Kılıçdaroğlu'ndan tepki

CHP Genel Başkanı Kemal Kılıçdaroğlu sosyal medya hesabından, Şardan'ın gözaltına alınmasına ilişkin olarak, "Yargıyı arka bahçesi haline getiren, onuruyla mesleğini yapan hakim-savcıları kızağa çeken Saray, gazetecilerin peşine düşmüş. MİT raporunun gereğini yapacağına, çürümüşlüğü gözler önüne seren Gazeteci Tolga Şardan gözaltına alınıyor. Bu karardan derhal dönülmelidir." ifadelerini kullandı.

ÇGD'den açıklama: Sansür yasası yine devrede: Gazeteci Şardan’ı serbest bırakın!

Şardan'ın gözaltına alınmasına ilişkin Çağdaş Gazeteciler Derneği şu açıklamayı yaptı: 

"İktidarın keyfi susturma uygulamalarının yasal dayanağı olarak geçtiğimiz yıl yürürlüğe giren sansür yasası, görevini yerine getiren gazeteciler üzerinde bir cezalandırma aracı olarak uygulanmaya devam ediyor. Kamuoyuna “demokratikleştirici” bir yasa olarak sunulmaya çalışan bu yasanın hükümleri ilk günden bu yana kamuoyunun habere ulaşmasının önündeki en büyük engellerden biri haline gelmiştir. Sansür yasası yürürlüğe girdiği ilk günden bugüne, gazeteciler üzerinde keyfi baskı araçlarının kurumsallaşmasından, iktidar tarafından istenmeyen her sesin “kısılması”ndan başka bir işleve sahip olmamıştır.

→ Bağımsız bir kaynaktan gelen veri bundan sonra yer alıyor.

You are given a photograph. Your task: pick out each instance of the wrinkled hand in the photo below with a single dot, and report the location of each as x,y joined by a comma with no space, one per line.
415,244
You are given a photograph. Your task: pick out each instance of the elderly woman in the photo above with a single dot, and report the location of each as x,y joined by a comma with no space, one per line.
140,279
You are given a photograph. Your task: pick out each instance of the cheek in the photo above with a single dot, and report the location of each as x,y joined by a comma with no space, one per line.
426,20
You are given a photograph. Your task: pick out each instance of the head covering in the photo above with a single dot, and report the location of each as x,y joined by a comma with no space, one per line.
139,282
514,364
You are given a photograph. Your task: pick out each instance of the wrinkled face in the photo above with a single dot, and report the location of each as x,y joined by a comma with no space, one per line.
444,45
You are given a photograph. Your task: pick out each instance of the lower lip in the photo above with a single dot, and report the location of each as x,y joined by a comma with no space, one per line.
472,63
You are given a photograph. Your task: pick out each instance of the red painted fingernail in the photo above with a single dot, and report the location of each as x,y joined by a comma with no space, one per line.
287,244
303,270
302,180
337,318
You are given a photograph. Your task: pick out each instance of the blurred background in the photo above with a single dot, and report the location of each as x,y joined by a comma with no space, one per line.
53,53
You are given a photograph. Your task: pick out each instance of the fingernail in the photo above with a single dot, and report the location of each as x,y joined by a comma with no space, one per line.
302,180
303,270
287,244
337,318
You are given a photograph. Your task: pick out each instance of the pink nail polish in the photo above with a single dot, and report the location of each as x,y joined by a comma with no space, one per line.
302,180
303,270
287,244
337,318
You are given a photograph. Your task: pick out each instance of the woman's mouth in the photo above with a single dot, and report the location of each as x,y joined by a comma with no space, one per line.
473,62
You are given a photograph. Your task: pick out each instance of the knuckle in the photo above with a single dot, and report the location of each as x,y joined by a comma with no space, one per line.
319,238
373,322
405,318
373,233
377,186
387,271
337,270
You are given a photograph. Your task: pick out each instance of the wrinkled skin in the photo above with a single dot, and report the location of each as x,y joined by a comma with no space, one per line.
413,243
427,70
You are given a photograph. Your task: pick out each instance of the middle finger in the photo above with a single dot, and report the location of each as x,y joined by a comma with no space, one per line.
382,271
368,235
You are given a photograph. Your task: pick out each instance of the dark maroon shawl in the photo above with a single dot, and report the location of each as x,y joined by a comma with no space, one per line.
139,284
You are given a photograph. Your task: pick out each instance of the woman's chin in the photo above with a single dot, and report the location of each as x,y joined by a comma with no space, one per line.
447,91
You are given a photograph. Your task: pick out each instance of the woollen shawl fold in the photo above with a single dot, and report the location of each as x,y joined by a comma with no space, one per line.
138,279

Bugün, kendisine yasal dayanak bulunan bu hukuksuzluğa bir yenisi daha eklendi. Üyemiz, gazeteci Tolga Şardan, "MİT'in Cumhurbaşkanlığı'na sunduğu 'yargı raporu'nda neler var?" başlıklı yazısı gerekçe gösterilerek gözaltına alındı. Gazetecinin en temel amacı, haber ve yorum yoluyla halkı ve kamuoyunu bilgilendirmektir. Meslektaşımızın, son dönemde tartışılan bir konuda kamuoyunu aydınlatmak adına kaleme aldığı yazının ardından gerçekleşen bu gözaltı, görevini yapan gazeteciye “görevini yapma” demekten başka bir şey değildir. 

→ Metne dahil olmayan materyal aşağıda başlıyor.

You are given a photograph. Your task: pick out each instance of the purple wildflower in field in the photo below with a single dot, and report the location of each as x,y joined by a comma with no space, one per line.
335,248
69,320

Bugün meslektaşımız Şardan’a yönelik gözaltı işlemine hangi yasal kılıf uydurulursa uydurulsun, gazetecileri susturmaya yönelik faaliyetlerin toplum nezdinde hiçbir meşruluğu yoktur. Halkı bilgilendirmeyi temel amaç edinmiş her gazeteci, haber ve yorum üretmekten, yazmaktan asla vazgeçmeyecek. Gazetecilikten vazgeçmeyen her meslektaşımızın yanında olduğumuzu bildiririz. 
Gazeteci Tolga Şardan’ı derhal serbest bırakın!"

Tolga Şardan kimdir?

Tolga Şardan, 1988'de yerel yayımlanan Ankara Ulus gazetesinde mesleğe başladı. 1989'dan 2018'e kadar Milliyet gazetesinde polis muhabirliği, Ankara Temsilci Yardımcılığı ve köşe yazarlığı yaptı. 

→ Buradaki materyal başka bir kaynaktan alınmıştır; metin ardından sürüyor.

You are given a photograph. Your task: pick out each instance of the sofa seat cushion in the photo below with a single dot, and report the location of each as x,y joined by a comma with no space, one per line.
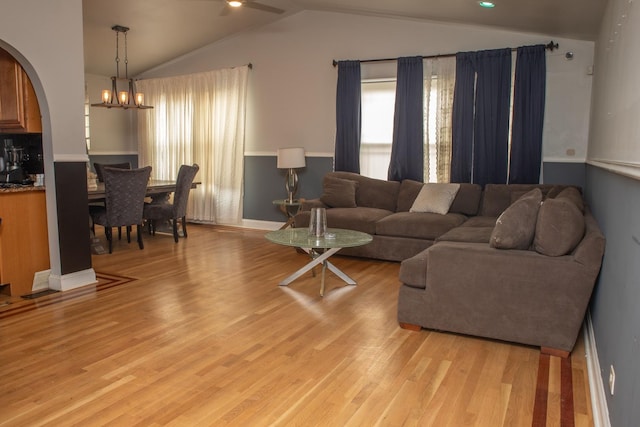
467,234
480,221
359,219
418,225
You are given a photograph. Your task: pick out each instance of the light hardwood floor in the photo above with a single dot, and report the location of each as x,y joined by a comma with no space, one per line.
198,333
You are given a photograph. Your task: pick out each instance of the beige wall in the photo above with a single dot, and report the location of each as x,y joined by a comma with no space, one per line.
292,84
615,139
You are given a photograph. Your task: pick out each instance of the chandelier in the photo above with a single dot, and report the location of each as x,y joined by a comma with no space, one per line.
128,98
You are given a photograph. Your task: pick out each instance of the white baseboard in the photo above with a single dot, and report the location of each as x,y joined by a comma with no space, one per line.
596,386
70,281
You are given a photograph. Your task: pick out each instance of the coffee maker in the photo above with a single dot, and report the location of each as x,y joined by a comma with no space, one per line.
12,170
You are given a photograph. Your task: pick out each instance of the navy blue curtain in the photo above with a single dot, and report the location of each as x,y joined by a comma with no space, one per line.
528,115
491,139
407,149
481,117
348,117
462,126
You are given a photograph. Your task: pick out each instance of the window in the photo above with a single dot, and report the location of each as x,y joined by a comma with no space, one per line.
378,104
378,100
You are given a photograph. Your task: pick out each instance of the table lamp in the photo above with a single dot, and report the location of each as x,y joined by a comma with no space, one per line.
291,158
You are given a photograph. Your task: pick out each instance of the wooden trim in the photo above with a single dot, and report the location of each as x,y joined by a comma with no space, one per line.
542,392
567,418
554,352
410,326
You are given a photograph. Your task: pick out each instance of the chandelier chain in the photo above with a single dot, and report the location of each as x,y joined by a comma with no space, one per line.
117,54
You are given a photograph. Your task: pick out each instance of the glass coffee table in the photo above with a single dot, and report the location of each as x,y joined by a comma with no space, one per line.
319,248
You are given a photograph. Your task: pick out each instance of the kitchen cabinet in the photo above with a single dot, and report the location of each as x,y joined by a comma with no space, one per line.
24,242
19,109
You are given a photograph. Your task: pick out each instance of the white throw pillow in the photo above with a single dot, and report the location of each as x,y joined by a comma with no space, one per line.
435,198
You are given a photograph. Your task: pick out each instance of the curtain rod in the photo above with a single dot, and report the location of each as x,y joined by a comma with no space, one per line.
551,46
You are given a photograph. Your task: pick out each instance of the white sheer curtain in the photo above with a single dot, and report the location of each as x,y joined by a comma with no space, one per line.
439,83
198,118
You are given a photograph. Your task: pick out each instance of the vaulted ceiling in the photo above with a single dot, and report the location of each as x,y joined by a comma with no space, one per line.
161,30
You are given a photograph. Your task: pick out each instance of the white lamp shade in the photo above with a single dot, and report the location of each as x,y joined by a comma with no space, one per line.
290,158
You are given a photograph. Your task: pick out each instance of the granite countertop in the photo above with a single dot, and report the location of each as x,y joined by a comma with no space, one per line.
21,188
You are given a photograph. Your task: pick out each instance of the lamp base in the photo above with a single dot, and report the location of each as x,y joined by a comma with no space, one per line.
291,184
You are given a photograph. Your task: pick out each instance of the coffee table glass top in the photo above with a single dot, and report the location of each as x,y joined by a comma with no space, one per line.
299,237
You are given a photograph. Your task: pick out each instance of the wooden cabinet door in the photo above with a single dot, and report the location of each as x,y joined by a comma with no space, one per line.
12,112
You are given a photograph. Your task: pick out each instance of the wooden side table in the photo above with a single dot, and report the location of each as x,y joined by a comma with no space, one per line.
290,209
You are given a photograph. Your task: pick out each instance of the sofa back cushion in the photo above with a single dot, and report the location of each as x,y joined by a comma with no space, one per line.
515,227
560,227
498,197
573,195
371,192
466,202
338,192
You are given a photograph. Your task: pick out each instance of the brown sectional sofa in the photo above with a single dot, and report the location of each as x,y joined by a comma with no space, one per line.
454,277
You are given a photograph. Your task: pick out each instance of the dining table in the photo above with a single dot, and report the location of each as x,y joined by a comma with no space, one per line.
156,189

Haber ve yazılarıyla, 1992'den itibaren Çetin Emeç, Muammer Yaşar Bostancı, Abdi İpekçi'nin adını taşıyan gazetecilik ödüllerini aldı. Yanı sıra, haberleri Çağdaş Gazeteciler Derneği ve Türkiye Spor Yazarları Derneği'nce ödüle layık bulundu. 

Ayrıca, Türkiye Gazeteciler Cemiyeti'nce verilen 2021 Yılı Basın Özgürlüğü Ödülü'nün sahibi oldu. 

Şardan, 2019'da Doğan Kitap'tan yayımlanan "Komonist Masası'nda Nazım Hikmet" adlı araştırma dalındaki kitabını kaleme aldı. 

2019'dan bu yana T24'te çoğunlukla güvenlik konularını ele aldığı Büyüteç adlı köşeyi yazıyor.